As analytics adoption has grown in healthcare, the need to measure the effectiveness of the efforts connected with it has risen as well. This has seen the development of analytics maturity models, such as those created by the Health Information Management Systems Society (HIMSS).
HIMSS’ Adoption Model for Analytics Maturity (AMAM) is the most well-known example and is tailored specifically to the needs, goals and capabilities of the healthcare industry. The society has previously created adoption models for technologies such as the electronic medical record (EMRAM), infrastructure (INFRAM) and, most recently, digital imaging. These measure the capabilities gained through the implementation of technology and processes.
But the AMAM is more a measurement designed to examine and enhance an organization’s analytics capabilities. Applicable internationally, the AMAM involves eight stages before an organization has reached full maturity.
Starting from Stage 0 and climbing to stage 7, the maturity model provides healthcare organizations with a structured, prescriptive assessment to help them develop and advance their approach to analytics. Additionally, it’s a framework that is clearly defined, boasts a certain level of flexibility and is not influenced by vendors.
The stages are described as such:
Stage 0- Generally, this is where all organizations start as they learn about how their analytics efforts can improve operational efficiency in response to market pressures and business demands. At this stage, solutions are usually fragmented across different points of care.
Stage 1- Considered the foundation building phase, stage 1 is where data aggregation into a centralized location occurs and governance is established. This allows for the collation and distribution of data to a number of analysts occurs, so that analytics efforts can begin.
Stage 2- Data warehousing and analytics competency come into play at this point. Data is seen as an enterprise resource free of master data management and begins to support basic clinical and operational tasks. This stage also see the rise of an analytics competency center that sets standards for analytic skills and education within the organization.

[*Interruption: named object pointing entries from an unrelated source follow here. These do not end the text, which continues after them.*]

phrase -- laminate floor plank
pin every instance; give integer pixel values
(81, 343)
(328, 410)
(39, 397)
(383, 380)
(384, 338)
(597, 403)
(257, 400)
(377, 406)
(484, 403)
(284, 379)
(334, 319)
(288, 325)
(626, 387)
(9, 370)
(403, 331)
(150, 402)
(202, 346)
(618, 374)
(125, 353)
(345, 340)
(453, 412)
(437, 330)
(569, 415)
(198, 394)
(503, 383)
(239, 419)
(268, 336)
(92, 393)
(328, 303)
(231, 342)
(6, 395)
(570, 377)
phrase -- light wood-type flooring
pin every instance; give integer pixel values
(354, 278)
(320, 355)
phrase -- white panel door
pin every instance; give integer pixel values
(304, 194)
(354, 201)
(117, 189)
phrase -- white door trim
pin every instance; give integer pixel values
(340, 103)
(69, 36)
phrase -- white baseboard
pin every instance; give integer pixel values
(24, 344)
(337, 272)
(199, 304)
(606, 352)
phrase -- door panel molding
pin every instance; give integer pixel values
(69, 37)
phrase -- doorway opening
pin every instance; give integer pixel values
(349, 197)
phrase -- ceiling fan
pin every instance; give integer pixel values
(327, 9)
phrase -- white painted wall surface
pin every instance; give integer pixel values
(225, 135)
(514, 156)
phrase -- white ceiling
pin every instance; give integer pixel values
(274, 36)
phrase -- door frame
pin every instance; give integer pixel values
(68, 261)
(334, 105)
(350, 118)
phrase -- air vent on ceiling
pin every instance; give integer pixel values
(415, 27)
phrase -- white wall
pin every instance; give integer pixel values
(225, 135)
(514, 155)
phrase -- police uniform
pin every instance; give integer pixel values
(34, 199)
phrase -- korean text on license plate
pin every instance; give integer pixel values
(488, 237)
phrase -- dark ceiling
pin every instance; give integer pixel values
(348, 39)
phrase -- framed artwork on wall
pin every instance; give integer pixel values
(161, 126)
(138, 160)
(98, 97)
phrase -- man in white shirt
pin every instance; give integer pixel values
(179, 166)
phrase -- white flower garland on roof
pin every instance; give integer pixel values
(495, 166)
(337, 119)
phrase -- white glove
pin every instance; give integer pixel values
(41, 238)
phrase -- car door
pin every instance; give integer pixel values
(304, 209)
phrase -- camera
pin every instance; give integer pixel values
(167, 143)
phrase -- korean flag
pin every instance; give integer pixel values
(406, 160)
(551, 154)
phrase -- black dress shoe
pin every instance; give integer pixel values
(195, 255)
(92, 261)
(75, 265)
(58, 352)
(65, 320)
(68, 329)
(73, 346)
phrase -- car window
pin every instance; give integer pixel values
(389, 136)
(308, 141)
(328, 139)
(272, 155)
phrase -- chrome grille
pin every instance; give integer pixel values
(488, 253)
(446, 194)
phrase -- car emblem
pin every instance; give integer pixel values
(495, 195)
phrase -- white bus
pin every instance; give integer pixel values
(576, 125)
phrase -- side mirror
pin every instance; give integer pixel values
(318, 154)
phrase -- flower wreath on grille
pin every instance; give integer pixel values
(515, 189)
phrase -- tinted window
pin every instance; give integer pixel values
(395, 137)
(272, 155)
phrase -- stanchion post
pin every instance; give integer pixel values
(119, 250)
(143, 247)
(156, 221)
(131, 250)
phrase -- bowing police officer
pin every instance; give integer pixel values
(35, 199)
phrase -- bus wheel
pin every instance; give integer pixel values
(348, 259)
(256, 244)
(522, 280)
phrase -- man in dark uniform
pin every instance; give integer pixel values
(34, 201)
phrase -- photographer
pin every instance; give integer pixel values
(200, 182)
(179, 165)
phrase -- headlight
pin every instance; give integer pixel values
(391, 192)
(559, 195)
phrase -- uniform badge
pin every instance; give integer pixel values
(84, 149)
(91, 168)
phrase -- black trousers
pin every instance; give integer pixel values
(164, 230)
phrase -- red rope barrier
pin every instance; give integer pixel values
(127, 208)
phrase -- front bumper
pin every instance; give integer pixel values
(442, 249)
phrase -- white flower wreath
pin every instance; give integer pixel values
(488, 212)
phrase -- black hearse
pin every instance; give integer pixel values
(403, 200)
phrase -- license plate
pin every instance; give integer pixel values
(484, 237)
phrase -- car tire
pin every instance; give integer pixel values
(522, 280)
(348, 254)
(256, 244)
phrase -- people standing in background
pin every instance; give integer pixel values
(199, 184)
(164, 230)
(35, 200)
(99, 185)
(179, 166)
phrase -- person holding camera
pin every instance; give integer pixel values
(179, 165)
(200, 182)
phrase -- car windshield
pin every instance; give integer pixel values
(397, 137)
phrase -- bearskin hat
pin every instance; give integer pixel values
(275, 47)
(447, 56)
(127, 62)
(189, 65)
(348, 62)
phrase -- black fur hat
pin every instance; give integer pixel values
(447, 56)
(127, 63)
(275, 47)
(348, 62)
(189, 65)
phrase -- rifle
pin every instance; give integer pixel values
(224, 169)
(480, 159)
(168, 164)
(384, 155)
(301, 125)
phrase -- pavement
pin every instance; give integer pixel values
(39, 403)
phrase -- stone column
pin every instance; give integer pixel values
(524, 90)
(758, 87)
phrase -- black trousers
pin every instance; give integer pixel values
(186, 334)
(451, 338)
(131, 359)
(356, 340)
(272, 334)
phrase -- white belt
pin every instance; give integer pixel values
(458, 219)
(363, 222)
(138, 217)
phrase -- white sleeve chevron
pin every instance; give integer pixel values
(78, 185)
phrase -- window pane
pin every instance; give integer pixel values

Stage 3- Reporting on a consistent basis is vital to analytics success. Stage 3 focuses on the enterprise wide ability to perform descriptive reporting. Data quality should be stable at this stage and the tools around it standardize as is access to the data warehouse.
Stage 4- All analytics assets, infrastructure and skills target the improvement of clinical, financial and operational aspects of the healthcare facility. The primary focus is to support evidence-based care and to reduce operational variability and clinical waste.
Stage 5- Population health, quality and the economics of care take center stage here. Organizations are tasked with expanding their point of care analytics and demonstrating that they can have an impact on population health efforts. At this stage, data governance should support reporting on the quality of performance and enhance the organization’s understanding of its costs related to care.
Stage 6- Predictive analytics enters the equation at this stage as organizations are pushed to broaden the focus of the content of the data they collect and whether or not it can support clinical decision support as well as risk intervention.
Stage 7- Full analytics maturity is defined by the ability to personalize medicine through applying prescriptive analytics. Patient specific care is tailored through analysis of advanced data sets such as biometrics and genomic data.
Organizations wanting to find out their AMAM score should visit the HIMSS website for more details. Basically, organizations will have to fill out a survey regarding their analytics capabilities. HIMSS will analyze the survey and come back with their findings, providing a roadmap for analytics advancement that is vendor neutral and ensures strategic direction and alignment.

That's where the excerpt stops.